Even practicing medicine isn't so specific as becoming a MD or a DO. Physician assistants and nurse practitioners also practice medicine (PAs do so as part of the medical team, reporting to the attending doctor, and not taking complete responsibility, in a similar way to junior house staff). Dentists practice medicine and preform surgeries of the mouth. Podiatrists diagnose, treat, and surgically repair feet and ankles. All of the jobs are really practicing medicine, just in different ways.
I guess what I'm trying to say is that when people suggest other careers, try not to be put off, and PLEASE don't become a doctor so that you can prove that you could to all those people who doubted you. Life is far too short to waste time trying to prove anything to other people--do what's best for you. Even if you do decide to be a doctor, at least you will have thought about all your options, pros and cons very carefully (this will also come across in interviews, and convince your interviewers that you KNOW what being a doctor is like, WHY other careers aren't as suitable for you, and you know what you're getting into).
Extremely good reply, snowflake. I actually have two friends who became anesthetists (not nurse an., but rather the cool program at ex. Emory or South etc.) and are married to each other.
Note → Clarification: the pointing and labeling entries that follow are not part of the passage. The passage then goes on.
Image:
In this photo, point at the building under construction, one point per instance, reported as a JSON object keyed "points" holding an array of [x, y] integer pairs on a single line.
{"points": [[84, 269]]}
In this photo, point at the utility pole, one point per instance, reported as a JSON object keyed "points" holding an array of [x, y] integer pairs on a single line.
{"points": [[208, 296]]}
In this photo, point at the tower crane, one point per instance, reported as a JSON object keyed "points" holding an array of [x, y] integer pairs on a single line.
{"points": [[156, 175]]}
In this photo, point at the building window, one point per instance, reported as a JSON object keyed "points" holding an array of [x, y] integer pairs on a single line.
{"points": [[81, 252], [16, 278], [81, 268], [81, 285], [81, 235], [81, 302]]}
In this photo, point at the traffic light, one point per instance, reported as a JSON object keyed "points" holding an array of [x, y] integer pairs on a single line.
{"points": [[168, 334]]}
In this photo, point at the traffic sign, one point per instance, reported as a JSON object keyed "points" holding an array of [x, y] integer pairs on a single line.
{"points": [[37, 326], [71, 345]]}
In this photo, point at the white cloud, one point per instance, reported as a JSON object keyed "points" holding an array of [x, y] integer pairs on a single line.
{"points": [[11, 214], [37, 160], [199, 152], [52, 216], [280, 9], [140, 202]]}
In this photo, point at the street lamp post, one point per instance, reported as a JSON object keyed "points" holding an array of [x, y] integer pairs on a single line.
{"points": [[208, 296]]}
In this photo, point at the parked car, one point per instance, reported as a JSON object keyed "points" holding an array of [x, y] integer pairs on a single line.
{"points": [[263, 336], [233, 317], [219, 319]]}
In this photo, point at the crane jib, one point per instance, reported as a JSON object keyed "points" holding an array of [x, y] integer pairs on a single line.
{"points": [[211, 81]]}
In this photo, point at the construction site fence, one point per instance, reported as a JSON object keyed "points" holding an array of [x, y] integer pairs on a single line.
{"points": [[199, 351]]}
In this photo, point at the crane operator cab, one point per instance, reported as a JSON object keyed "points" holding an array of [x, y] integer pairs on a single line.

They both had the scores/grades to go to medical school, yet, they didn't want the debt, length of training, responsibility etc. They currently travel frequently to exotic places, live in a really nice house, and experience more of life than I do. Meanwhile, it will be years before I am practicing independently as a doctor. Again, they could have easily gone the MD route, but they wanted more of a lifestyle than being doctors would have offered them as a couple. It has worked wonderfully for them.